Teil 75 – Lucas und Lena und die Sternenbrücke
Am fünfundsiebzigsten Abend fühlte sich Lucas „irgendwie dazwischen“.
„Heute war nicht richtig gut und nicht richtig schlecht“, murmelte er im Bett.
„Mein Tag war wie eine Lücke“, sagte Lena.
Emilia grinste. „Dann braucht ihr wohl eine Brücke.“
Sie schauten zum Fenster.
Der Sternenfreund funkelte, um ihn herum schwebten feine Lichtbögen.
„Wie angefangene Regenbogen-Brücken“, flüsterte Lena.
Ein weicher Lichtstrahl löste sich vom Stern, kam ins Zimmer und wurde zu einem schwebenden Weg aus Sternenstaub zwischen den Betten.

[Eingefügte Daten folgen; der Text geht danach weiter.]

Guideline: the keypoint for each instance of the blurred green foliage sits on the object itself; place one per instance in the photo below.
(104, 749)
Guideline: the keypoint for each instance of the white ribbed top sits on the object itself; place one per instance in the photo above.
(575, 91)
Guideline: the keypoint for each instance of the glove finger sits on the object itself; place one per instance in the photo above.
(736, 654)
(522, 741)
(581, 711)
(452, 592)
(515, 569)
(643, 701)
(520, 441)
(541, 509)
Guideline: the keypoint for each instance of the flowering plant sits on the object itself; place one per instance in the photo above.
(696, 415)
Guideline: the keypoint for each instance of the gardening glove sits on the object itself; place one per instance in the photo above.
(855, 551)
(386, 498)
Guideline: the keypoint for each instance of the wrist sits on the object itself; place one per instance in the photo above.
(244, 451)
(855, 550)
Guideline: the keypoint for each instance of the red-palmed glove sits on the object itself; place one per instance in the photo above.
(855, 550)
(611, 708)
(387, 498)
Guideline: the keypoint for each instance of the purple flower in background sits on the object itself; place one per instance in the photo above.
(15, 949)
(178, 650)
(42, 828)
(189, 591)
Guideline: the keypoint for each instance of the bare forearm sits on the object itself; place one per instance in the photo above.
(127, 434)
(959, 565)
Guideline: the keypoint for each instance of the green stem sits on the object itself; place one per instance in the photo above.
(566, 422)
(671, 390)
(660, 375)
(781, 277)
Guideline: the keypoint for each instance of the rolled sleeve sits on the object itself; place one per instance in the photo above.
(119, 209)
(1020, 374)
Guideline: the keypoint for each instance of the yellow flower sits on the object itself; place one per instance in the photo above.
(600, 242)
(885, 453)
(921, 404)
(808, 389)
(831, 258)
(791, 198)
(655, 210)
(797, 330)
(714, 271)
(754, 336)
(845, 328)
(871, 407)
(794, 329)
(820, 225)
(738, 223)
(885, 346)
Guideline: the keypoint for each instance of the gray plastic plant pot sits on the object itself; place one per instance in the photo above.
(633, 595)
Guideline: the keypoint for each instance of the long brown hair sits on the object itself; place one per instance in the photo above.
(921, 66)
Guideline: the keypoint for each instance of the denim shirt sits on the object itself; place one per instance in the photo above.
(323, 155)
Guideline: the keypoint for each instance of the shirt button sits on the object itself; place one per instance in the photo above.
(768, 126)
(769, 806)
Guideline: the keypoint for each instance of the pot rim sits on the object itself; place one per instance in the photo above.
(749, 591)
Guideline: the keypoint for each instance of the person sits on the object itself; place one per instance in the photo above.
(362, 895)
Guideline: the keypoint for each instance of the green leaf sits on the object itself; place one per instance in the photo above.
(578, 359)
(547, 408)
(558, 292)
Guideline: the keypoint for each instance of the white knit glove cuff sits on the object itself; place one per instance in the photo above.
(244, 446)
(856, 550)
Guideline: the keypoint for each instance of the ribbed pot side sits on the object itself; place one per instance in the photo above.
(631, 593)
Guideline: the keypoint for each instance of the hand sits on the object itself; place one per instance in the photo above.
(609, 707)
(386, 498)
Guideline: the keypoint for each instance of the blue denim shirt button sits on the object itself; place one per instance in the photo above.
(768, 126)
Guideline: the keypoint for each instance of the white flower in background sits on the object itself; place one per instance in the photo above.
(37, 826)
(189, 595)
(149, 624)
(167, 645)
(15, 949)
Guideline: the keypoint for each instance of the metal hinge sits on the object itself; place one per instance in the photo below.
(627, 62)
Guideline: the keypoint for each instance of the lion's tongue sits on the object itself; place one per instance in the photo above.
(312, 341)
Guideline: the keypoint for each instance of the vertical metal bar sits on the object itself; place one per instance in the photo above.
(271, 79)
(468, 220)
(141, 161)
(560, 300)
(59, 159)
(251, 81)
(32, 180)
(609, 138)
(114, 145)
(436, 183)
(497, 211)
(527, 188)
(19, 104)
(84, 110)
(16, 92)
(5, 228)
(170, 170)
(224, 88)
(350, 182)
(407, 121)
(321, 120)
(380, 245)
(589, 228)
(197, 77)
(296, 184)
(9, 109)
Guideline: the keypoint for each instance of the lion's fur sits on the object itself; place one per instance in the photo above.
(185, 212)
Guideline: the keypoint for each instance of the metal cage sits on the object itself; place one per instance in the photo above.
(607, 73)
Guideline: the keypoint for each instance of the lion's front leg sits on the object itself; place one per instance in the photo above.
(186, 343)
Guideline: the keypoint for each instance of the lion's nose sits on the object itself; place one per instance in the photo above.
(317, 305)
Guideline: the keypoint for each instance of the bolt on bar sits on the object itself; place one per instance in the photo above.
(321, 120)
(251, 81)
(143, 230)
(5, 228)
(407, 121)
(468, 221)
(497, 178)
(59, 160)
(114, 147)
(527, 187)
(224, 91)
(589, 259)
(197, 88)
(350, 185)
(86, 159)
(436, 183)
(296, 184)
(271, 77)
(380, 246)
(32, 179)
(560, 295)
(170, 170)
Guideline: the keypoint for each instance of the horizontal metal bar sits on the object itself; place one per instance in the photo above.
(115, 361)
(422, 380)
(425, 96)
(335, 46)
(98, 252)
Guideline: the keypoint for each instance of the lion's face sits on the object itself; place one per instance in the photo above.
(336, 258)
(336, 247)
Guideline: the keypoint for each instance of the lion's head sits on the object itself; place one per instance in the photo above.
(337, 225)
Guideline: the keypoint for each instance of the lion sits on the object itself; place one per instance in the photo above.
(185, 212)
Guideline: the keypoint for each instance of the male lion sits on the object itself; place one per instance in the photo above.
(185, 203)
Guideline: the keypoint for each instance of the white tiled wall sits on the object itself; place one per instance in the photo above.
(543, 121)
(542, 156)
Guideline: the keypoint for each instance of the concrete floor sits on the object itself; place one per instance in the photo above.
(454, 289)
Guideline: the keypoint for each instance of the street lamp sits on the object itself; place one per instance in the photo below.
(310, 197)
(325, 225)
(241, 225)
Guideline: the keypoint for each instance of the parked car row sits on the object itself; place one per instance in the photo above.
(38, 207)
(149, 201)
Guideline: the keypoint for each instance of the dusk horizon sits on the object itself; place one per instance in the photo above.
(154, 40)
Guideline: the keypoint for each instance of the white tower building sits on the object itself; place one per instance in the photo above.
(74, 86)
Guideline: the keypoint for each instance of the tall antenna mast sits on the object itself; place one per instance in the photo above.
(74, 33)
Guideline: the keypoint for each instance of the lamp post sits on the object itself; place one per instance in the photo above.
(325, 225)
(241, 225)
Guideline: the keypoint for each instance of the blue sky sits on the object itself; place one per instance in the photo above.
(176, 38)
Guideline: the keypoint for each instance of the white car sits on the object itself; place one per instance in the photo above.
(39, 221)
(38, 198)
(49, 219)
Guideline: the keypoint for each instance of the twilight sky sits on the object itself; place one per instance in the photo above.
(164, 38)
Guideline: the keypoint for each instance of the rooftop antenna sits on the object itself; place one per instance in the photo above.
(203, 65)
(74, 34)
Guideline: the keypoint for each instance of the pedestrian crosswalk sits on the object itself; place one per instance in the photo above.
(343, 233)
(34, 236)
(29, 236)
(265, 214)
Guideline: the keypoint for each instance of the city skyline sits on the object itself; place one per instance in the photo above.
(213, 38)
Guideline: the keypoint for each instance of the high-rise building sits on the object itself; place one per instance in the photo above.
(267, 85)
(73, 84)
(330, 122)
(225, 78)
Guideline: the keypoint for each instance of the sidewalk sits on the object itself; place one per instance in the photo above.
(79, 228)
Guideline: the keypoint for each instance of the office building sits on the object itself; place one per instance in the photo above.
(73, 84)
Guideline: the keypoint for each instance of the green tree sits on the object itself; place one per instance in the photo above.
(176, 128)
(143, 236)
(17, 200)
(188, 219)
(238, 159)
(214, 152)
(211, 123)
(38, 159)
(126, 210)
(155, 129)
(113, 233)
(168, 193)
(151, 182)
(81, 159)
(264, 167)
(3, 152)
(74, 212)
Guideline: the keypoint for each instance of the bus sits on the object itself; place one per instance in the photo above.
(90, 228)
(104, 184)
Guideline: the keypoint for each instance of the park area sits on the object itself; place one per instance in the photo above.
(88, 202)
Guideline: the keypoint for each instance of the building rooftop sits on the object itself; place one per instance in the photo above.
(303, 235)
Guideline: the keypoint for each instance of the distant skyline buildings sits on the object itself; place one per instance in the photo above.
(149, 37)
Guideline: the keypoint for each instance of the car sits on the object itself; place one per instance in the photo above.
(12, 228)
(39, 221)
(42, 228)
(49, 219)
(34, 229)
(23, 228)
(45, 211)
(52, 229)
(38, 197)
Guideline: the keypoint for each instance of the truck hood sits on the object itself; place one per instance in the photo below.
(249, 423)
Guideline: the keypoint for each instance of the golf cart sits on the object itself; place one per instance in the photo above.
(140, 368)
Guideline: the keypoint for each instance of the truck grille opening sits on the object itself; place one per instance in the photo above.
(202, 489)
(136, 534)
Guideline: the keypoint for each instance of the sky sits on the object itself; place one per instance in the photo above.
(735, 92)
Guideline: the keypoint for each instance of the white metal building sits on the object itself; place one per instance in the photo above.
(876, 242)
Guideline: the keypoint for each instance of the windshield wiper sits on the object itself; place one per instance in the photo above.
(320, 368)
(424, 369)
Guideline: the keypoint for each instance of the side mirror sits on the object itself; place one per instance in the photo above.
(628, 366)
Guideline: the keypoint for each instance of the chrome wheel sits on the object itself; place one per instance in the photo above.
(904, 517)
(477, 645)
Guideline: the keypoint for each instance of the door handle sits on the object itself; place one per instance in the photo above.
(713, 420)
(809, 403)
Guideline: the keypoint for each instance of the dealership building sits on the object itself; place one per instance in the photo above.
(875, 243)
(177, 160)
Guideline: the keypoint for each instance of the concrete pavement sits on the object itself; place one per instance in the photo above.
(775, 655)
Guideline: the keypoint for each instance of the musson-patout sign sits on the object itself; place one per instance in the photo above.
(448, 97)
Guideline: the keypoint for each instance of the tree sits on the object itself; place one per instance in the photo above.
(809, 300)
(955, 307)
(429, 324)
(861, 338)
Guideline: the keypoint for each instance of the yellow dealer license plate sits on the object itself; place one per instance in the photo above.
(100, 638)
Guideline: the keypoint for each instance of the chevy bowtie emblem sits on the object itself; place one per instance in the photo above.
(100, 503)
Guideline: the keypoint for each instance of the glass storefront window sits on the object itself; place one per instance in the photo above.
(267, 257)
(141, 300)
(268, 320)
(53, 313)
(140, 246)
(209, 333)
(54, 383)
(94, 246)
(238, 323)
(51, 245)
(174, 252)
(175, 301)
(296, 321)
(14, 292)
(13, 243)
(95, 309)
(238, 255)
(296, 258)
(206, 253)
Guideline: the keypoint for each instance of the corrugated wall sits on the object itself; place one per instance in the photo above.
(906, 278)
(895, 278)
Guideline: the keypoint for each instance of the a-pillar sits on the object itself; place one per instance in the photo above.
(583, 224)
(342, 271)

„Das ist die Sternenbrücke“, sagte die vertraute Stimme.
„Sie verbindet diesen Zwischentag mit eurem Morgen.“
Auf der einen Seite glimmten Bilder: Lucas, der sich unentschieden fühlte; Lena, die nicht wusste, ob sie fröhlich oder müde war.
Auf der anderen Seite leuchteten ruhigere Lichtinseln, wie ein wartender neuer Tag.
„Wie geht man über eine Brücke aus Licht?“, fragte Lucas.
„Mit Gedanken“, antwortete der Sternenfreund. „Ein Schritt ist ein freundlicher Satz über dich selbst.“
Lucas dachte: „Ich war heute nicht besonders, aber ich war da.“
Die Brücke wurde heller.
Lena dachte: „Zwischentage sind keine Fehler.“
Ein zweites Stück leuchtete warm.
Noch ein Schritt:
Lucas: „Auch Tage, die sich komisch anfühlen, gehören zu mir.“
Lena: „Ich muss heute nichts mehr entscheiden.“
Damit war die Sternenbrücke bis zur anderen Seite geschlossen – wie ein weicher Bogen über einem dunklen Fluss.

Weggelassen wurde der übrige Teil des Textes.